Il tentativo: il senso epocale del fallimento e della risoluzione
Il tentativo: il senso epocale del fallimento e della risoluzione

Il tentativo: il senso epocale del fallimento e della risoluzione

Molto di frequente, collocati nel mondo in modo ambiguo. Al sentimentalismo del poi, del dopo e del mai, escludiamo a priori lui: il tentativo. Quel piccolo bastardo che spazia nell’anima dei sensi, gridando a gran voce il suo stesso nome.

Come è localizzato il tentativo?

Reduce di se stesso, è presentabile come clemenza divina, bagnata dal fuoco del diavolo. Esso si ramifica in duplice parte, come se fosse la faccia della stessa medaglia. Può elargire porta to lo stesso concetto, sia alla risoluzione, ovvero alla vittoria di un qualcosa prestabilito, o al suo completo opposto: il fallimento. In entrambi i casi, si dimostra clemente. Anche perché senza il suo stesso clamore, non si potrebbe giungere a nulla. Scegliere la strada del tentativo, ci localizza come possibili falliti della suddetta faccenda o uscenti vittoriosi da tale.


Burattini o burattinai? La scelta risiede in chi vogliamo essere


Se esso fosse una persona, come sarebbe?

Personificando il termine e, in particolar modo il concetto, lo si potrebbe di netto accostare, a colui che sempre presenta, tenta l’individuo scelto sapientemente, e lo conducesse a un irrefrenabile voglia di mettersi in gioco. Però, a tal cospetto, diviene angelo, distribuendo il succo vittorioso dalla riuscita. Oppure diavolo e inferno, dove portasse alla disfatta dei tempi, dei luoghi o ancora peggio, allo sfascio dei rapporti umani. Da una parte le ali della salvezza, dall’altra, la rovinosa caduta negli abissi degli inferi, dove si conosce solo il dolore.

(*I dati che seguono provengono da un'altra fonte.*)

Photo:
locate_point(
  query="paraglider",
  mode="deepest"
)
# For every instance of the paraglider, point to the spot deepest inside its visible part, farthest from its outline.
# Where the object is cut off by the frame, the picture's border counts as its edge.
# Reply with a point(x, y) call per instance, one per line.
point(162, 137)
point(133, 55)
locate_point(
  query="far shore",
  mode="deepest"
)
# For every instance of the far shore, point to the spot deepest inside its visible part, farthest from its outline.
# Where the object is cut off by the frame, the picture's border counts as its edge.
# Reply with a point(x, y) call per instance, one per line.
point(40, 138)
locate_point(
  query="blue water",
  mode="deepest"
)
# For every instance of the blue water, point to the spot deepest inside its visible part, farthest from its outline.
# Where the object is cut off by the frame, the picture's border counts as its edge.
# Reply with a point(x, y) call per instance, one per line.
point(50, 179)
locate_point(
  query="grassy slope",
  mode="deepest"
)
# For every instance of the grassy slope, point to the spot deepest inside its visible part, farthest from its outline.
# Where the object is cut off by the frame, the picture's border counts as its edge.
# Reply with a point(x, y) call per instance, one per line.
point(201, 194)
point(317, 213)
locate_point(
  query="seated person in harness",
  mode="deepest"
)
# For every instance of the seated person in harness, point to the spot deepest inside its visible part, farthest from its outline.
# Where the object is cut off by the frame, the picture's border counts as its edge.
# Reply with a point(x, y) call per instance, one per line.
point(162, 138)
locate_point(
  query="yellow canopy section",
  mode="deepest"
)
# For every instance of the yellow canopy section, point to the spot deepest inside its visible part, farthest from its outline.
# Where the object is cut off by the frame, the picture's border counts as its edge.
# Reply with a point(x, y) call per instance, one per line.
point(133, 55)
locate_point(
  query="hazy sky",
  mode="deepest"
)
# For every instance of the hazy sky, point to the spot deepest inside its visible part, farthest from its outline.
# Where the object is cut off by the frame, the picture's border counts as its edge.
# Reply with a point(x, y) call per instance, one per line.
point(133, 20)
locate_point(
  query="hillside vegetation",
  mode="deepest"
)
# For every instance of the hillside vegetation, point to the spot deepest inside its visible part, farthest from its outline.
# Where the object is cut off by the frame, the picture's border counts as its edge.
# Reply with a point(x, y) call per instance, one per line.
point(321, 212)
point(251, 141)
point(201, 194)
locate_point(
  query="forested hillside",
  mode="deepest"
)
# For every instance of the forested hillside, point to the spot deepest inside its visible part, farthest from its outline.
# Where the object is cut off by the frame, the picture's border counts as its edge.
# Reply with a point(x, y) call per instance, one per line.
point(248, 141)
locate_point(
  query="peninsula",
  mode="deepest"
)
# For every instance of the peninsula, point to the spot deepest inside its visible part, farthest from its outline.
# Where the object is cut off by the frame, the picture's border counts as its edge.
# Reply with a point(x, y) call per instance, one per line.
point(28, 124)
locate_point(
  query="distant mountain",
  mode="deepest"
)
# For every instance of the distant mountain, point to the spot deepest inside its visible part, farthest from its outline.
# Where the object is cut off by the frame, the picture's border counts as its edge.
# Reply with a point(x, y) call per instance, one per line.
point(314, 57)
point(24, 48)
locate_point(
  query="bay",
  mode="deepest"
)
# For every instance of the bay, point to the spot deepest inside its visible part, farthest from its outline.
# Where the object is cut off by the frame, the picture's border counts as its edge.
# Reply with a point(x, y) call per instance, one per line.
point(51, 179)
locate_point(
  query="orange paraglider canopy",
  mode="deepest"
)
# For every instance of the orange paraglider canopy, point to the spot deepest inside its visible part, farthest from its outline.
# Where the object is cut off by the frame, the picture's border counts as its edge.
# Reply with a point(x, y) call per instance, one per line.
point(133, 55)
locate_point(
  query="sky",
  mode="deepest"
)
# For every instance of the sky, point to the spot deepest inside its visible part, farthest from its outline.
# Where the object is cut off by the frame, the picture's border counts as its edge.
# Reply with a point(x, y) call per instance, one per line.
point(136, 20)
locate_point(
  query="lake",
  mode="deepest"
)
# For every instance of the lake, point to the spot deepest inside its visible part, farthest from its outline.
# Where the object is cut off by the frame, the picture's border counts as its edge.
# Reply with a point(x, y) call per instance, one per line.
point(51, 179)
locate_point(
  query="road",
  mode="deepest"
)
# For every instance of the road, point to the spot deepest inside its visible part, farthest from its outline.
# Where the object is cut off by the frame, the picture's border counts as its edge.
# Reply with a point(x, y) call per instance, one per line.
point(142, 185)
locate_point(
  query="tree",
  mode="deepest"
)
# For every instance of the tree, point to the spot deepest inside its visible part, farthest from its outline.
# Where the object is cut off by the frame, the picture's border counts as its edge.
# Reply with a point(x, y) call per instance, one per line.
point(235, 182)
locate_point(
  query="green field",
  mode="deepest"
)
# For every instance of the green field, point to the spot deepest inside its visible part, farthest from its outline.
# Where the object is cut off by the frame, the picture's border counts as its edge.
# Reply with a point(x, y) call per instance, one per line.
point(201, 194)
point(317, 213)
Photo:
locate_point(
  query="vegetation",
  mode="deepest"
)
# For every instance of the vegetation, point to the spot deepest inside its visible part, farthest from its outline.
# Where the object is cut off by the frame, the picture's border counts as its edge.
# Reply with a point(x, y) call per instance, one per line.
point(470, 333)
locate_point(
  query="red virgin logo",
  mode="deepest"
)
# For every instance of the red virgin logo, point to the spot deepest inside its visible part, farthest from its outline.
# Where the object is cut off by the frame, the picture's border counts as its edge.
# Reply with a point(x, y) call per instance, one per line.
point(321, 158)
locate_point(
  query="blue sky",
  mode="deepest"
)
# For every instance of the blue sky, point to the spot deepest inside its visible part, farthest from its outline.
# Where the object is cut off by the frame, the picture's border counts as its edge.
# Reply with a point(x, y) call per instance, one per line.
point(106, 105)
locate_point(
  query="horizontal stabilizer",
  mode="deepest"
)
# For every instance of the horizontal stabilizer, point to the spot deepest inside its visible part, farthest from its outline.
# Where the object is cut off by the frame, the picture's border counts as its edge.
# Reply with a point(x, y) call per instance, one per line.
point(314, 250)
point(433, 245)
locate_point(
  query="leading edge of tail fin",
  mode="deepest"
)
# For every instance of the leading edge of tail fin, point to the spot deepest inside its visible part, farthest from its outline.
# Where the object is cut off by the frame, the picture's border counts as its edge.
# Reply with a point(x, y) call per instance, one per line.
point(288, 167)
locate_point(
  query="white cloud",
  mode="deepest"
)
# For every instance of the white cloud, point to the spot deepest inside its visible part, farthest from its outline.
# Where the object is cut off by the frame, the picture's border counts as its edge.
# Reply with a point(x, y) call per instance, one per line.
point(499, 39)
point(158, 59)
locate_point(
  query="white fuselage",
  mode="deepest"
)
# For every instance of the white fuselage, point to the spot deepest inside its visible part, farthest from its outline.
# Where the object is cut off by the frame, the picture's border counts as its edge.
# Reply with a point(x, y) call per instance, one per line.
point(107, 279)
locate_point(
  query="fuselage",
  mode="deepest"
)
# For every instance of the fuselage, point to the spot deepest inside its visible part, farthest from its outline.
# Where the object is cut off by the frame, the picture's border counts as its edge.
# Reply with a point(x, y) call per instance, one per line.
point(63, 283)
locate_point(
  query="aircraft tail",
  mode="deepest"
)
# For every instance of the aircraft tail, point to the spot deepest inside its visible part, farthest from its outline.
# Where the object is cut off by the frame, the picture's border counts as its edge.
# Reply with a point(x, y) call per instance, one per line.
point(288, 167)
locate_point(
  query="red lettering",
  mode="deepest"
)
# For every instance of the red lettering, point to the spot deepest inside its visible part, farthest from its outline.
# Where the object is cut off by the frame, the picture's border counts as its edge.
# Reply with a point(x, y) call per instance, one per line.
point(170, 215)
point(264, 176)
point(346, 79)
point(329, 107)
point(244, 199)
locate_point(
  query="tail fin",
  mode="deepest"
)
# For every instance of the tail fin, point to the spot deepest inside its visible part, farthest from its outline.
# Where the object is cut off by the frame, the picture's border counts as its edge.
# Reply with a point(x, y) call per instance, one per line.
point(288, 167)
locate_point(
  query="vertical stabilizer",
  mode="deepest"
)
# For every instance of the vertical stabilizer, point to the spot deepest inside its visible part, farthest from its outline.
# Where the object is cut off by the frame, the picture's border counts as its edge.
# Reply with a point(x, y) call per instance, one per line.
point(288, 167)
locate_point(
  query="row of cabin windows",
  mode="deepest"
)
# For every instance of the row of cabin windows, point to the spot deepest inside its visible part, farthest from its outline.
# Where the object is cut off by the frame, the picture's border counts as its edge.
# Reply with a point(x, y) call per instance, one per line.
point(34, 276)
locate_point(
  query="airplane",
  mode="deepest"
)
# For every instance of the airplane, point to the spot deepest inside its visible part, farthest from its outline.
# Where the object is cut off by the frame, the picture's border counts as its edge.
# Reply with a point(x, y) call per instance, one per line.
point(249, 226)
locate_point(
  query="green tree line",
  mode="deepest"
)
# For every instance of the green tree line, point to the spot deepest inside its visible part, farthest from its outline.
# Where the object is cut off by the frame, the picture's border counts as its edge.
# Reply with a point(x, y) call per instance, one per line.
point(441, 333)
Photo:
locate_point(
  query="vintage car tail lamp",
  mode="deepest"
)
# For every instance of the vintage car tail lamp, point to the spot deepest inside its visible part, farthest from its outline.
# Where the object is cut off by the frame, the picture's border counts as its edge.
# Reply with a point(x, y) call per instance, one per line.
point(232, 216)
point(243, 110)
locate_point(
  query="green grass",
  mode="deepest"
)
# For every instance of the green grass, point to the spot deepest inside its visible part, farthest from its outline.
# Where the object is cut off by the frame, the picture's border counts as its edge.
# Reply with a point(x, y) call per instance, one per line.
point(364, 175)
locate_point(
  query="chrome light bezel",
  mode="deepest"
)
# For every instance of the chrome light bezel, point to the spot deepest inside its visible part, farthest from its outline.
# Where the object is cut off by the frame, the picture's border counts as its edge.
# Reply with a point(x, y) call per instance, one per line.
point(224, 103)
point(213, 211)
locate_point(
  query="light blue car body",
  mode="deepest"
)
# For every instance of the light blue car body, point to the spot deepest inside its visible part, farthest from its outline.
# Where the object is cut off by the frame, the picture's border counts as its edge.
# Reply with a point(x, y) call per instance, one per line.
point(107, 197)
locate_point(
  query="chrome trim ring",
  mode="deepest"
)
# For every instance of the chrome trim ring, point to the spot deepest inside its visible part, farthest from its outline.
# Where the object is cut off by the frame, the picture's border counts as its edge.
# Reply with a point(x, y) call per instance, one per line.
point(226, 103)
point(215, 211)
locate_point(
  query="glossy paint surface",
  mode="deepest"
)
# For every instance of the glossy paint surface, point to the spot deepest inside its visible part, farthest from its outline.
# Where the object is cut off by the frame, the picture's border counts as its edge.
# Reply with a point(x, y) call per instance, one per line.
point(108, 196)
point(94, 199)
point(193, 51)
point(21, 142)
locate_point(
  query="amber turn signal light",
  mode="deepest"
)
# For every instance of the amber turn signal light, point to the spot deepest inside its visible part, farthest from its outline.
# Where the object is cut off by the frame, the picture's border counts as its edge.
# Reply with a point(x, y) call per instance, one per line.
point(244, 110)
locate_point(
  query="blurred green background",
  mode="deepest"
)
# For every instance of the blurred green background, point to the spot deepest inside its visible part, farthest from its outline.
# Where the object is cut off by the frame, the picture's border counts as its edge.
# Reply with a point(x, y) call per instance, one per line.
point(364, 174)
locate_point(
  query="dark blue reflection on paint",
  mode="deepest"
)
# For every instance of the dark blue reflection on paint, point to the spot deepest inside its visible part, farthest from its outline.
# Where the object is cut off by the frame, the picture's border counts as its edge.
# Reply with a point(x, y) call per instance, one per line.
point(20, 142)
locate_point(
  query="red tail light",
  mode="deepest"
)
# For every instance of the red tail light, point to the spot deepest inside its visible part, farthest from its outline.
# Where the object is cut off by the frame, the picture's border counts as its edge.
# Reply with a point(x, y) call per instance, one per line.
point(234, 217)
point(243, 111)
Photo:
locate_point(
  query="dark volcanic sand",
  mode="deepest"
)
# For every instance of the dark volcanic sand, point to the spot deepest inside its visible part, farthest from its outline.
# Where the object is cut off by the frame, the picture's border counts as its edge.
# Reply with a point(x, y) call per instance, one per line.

La lotta della risoluzione: affrontare il problema

Ebbene, dato che il tentativo, è altisonante, non è un problema credere che, come se fosse una moneta e potesse mostrare solo una faccia, la speranza si riconduca ad essere parte onoraria in causa. E la stessa, parte in favore di parole dolci che possono risuonare come una melodia intonata, a difesa dell’animo di colui che ha scelto questa strada. L’importanza del tutto però, si riduce ad essere valida, anche nel tentativo divenuto fallimento. Allora è possibile avvicinare il fallimento a perdere il senso stesso del sé. Perché dopo le belle premesse, la realtà delle cose, è che fallisce solo colui che non ha mai tentato.